To the glory Adam, and the creation, would have enjoyed, had he obeyed. To face to face, unveiled communion with God, who is goodness itself. From his goodness, and through his goodness, and unto his goodness (our goal and aim) are all things. And thus, by this goodness, we are called to be, and to do, good, and thus to the imitation of God in Jesus Christ. We are to be now, by the Spirit, diffusers of the divine goodness in the world. For goodness is a fruit of the Spirit.

So Paul exhorts the church: Let us not grow weary of doing good, for in due season we will reap, if we do not give up. So then, as we have opportunity, let us do good to everyone, and especially to those who are of the household of faith. Everyone means everyone. Love your enemies, do GOOD to those who hate you, bless those who curse you, pray for those who abuse you. Jesus said. Paul says much the same in Romans 12: do not be overcome by evil; but overcome evil with good. If you do good to those who do good to you, Jesus says, what benefit is that to you? For even sinners do the same.

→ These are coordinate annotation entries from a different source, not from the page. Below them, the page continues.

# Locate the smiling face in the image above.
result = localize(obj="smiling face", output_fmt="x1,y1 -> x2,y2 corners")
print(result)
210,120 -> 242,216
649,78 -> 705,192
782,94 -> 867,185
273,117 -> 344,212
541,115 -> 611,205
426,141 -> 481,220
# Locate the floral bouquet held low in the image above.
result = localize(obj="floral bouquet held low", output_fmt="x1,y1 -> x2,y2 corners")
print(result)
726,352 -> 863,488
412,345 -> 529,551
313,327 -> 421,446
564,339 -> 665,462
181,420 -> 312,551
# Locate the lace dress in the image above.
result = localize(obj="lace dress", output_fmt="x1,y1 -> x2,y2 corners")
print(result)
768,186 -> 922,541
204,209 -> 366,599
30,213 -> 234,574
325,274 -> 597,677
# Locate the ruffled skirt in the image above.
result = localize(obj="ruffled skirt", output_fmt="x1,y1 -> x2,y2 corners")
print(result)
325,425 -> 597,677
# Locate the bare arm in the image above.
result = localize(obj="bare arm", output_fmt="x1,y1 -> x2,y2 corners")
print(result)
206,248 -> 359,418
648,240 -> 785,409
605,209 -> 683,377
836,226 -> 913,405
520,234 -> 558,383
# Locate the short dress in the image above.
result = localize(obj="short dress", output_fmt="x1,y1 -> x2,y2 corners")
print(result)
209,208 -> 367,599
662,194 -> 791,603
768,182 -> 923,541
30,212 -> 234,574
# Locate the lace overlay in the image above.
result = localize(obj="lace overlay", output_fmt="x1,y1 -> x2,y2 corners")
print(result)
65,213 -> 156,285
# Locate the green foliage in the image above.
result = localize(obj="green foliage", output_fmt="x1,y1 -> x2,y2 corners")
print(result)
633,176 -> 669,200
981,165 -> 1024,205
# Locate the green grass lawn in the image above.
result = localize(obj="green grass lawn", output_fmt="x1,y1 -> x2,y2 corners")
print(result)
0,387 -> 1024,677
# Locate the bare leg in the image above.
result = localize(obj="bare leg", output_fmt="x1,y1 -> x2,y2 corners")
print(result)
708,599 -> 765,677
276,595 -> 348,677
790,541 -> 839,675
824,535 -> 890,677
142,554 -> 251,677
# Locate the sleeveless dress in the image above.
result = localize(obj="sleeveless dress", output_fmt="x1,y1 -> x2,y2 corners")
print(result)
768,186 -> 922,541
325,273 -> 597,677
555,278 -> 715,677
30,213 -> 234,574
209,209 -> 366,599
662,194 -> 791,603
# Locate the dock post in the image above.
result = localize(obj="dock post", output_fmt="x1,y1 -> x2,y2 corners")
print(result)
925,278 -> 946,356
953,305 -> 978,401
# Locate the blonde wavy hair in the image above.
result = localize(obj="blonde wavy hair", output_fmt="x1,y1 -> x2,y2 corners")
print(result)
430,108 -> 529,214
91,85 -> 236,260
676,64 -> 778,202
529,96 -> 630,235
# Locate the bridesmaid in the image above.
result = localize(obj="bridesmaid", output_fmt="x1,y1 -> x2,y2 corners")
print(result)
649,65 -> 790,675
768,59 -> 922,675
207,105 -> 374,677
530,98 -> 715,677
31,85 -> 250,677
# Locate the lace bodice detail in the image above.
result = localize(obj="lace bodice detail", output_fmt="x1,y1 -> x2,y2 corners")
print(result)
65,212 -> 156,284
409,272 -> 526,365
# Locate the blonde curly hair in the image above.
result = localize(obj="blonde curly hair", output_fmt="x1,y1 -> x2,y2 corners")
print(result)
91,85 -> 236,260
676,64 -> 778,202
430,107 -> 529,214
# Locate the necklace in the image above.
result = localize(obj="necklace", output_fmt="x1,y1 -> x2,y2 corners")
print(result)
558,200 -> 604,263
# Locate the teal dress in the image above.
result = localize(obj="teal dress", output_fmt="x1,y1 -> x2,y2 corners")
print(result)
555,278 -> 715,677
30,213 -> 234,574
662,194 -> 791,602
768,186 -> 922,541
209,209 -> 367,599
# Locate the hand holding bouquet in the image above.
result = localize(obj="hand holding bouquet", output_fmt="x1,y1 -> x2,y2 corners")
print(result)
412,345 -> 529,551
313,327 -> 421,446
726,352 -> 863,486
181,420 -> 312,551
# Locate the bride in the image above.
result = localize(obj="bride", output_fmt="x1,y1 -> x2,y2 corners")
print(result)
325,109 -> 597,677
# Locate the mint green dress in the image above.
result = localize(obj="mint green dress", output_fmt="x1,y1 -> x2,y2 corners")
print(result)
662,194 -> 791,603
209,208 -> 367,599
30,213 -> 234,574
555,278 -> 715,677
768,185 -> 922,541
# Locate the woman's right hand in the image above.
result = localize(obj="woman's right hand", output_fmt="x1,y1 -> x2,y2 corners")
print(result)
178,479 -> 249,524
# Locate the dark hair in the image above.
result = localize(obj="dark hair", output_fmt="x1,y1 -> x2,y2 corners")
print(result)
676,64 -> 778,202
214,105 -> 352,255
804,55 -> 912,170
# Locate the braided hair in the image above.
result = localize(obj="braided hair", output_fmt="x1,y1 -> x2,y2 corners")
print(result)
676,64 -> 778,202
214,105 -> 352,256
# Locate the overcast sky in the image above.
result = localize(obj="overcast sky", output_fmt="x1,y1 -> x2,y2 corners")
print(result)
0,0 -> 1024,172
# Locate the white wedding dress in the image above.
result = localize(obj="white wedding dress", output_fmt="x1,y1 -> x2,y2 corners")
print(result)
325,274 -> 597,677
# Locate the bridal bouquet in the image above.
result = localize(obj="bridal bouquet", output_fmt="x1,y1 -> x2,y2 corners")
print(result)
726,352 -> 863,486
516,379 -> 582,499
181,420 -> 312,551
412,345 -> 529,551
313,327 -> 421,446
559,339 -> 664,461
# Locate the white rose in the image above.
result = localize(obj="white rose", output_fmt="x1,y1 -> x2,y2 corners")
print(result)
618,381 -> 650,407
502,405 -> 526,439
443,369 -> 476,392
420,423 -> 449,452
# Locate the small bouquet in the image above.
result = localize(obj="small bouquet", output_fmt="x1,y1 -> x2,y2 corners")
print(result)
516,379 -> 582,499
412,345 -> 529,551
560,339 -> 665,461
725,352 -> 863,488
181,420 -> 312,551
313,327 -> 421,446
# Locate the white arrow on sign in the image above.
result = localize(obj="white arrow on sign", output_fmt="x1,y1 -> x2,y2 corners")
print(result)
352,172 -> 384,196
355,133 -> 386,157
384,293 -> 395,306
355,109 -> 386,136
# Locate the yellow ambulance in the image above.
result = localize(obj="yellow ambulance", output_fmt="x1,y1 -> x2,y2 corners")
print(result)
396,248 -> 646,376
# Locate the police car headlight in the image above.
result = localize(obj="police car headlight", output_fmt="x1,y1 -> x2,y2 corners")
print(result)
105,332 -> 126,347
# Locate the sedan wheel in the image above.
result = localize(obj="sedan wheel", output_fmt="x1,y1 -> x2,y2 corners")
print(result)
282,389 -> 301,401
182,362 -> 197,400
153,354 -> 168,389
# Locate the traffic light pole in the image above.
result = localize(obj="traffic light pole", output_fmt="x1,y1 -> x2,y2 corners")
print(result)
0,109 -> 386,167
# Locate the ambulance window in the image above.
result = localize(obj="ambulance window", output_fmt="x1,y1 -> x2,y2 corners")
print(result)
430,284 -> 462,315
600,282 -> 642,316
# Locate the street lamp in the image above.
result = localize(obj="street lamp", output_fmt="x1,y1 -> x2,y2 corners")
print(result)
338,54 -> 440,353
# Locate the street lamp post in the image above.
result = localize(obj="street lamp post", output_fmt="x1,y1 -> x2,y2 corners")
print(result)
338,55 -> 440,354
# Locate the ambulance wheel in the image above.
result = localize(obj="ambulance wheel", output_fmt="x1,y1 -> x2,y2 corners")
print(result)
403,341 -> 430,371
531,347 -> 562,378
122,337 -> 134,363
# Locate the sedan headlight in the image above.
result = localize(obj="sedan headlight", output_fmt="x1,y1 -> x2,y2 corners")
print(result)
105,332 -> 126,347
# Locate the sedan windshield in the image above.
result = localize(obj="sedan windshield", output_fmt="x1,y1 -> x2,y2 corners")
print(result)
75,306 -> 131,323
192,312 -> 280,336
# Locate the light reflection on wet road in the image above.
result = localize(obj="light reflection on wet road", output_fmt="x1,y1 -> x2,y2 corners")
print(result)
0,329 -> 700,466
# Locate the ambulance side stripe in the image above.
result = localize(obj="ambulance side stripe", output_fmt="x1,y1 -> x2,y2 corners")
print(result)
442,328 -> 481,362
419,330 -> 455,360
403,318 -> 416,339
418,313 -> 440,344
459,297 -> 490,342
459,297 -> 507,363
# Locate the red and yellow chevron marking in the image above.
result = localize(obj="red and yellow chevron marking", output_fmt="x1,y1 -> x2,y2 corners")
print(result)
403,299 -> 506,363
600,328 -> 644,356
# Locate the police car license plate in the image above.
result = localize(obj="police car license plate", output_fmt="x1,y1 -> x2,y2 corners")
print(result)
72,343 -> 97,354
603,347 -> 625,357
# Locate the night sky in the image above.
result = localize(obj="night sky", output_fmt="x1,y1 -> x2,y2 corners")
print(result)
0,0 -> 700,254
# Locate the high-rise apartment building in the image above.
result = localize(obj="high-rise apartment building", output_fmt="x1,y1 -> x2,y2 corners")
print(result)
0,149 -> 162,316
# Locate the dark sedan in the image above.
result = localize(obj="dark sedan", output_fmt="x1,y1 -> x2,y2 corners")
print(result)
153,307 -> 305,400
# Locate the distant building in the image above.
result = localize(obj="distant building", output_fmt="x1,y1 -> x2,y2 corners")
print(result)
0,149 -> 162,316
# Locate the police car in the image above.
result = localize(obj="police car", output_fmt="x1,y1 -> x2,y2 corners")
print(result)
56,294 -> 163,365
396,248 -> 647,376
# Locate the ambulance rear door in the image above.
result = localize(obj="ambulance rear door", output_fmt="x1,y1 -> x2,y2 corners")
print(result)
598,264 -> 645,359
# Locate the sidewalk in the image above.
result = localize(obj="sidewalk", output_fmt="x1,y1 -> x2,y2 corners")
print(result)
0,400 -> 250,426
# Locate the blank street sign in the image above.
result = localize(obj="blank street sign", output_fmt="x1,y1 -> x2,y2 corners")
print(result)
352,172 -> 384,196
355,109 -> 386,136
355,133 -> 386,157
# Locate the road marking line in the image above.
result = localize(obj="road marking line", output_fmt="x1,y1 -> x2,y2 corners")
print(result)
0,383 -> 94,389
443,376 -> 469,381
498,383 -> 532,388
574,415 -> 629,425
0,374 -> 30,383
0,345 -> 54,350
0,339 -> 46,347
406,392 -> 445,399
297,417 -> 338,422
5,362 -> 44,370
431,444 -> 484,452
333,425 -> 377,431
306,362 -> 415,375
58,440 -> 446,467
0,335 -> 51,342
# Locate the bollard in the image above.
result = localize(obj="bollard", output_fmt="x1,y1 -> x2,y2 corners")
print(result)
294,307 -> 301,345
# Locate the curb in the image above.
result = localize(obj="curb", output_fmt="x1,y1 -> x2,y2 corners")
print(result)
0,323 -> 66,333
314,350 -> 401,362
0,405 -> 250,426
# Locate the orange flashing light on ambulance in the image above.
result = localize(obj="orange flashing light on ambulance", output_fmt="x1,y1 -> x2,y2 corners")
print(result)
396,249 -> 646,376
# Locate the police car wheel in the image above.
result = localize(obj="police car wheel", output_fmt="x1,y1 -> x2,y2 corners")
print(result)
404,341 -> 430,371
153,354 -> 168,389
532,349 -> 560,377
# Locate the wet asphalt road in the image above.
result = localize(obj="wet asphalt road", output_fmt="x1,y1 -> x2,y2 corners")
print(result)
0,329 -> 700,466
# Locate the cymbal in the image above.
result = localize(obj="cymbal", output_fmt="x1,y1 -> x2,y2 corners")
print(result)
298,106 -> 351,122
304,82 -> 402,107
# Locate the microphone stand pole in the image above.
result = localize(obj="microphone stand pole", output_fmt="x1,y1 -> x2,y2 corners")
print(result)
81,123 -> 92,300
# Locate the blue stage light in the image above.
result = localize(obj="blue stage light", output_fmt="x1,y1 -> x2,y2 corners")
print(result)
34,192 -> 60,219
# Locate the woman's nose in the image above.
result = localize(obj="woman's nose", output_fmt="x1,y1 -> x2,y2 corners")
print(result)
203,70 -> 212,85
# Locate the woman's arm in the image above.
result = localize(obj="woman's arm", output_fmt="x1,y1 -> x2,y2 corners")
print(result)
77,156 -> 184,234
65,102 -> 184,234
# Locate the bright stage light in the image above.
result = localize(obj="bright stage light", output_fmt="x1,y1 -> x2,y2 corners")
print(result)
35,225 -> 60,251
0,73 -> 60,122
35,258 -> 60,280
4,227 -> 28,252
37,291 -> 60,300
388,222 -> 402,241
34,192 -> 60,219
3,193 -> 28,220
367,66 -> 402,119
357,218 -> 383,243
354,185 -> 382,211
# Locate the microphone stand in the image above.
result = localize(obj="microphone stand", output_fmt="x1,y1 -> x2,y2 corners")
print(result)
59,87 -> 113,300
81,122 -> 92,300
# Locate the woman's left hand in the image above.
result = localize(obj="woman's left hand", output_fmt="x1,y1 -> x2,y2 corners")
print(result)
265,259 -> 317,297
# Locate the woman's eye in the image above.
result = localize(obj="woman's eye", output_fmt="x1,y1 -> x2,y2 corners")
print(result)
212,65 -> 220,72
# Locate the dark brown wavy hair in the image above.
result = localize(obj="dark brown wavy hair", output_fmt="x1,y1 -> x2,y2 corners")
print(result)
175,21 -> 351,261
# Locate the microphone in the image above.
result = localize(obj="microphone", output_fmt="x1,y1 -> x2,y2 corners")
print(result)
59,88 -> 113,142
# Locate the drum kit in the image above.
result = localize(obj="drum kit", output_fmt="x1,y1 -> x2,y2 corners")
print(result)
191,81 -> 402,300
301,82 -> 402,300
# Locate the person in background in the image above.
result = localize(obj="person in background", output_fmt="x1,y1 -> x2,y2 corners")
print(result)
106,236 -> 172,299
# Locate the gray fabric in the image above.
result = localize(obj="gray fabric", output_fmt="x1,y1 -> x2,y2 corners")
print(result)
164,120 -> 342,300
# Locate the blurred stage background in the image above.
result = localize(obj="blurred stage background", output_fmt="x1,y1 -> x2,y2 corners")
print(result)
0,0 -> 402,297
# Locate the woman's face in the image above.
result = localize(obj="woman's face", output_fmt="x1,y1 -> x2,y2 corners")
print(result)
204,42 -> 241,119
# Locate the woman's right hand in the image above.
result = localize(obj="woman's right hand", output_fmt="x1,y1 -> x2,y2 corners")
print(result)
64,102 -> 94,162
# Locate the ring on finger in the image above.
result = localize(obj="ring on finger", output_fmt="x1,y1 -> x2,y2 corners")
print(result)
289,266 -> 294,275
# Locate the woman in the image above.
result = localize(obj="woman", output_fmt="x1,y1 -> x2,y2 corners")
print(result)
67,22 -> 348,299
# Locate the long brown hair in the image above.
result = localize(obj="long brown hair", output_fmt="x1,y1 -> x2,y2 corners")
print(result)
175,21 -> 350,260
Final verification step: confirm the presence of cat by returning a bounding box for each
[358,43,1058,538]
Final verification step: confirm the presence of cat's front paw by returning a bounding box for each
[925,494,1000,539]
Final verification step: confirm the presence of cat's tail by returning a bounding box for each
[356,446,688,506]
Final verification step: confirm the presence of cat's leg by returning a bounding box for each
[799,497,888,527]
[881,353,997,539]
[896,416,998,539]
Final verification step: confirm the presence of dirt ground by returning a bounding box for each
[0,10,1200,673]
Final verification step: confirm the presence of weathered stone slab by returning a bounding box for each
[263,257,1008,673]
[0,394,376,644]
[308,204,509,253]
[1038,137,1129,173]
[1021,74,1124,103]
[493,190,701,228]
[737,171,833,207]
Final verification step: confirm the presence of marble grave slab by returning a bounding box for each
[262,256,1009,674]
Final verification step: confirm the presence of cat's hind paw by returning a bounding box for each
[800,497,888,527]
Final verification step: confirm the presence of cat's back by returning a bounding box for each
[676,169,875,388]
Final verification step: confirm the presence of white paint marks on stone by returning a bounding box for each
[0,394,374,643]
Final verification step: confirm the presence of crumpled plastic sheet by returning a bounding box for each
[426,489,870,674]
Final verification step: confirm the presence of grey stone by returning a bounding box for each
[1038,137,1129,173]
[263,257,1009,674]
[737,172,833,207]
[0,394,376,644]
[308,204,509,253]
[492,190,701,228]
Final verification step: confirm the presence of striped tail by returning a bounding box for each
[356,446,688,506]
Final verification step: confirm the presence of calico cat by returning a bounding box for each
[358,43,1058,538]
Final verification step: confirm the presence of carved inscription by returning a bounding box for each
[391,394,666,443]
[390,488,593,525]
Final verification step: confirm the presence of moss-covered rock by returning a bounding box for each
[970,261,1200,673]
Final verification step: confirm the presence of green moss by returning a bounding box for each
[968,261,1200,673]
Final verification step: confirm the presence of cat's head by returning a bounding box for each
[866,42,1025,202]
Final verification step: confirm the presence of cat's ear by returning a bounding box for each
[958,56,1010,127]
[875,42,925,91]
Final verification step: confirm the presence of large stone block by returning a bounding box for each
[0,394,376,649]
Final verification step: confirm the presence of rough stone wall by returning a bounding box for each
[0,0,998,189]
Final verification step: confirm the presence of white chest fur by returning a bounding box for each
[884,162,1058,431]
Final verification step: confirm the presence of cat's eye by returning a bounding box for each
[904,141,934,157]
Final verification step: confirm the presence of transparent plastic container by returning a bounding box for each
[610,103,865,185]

And yet, goodness does begin at home, and find its center in the household of faith. With all of the commands of the NT to love, to forgive, to forbear, to show kindness and patience to the saints. To visit the sick, the poor, the brothers of Jesus, in need and distress, so that we might hear that great commendation on the last day: Well done, GOOD and faithful servant.

In short, we are to be GOOD and to be zealous for GOOD works. Rivers of good works are to flow form the church. Let us, then, receive the good creation, the good gifts, including the supreme gift of the Good shepherd, receive them all with gratitude. Indeed, God has richly given us all things to enjoy. For, He who did not spare his own Son but gave him up for us all, how will he not also with him graciously give us all things? All that we need to reflect his goodness. Let us heed Peter's call, then, to live beautiful lives. Lives which reflect the beauty and moral excellence, the goodness of God himself. For as John puts it: whoever does good is from God. Finally, let us trance every particle of created goodness back to God himself, the fountain of good, and thus, join the Psalmist, saying with joy: Oh, give thanks to the Lord, for he IS good. Amen.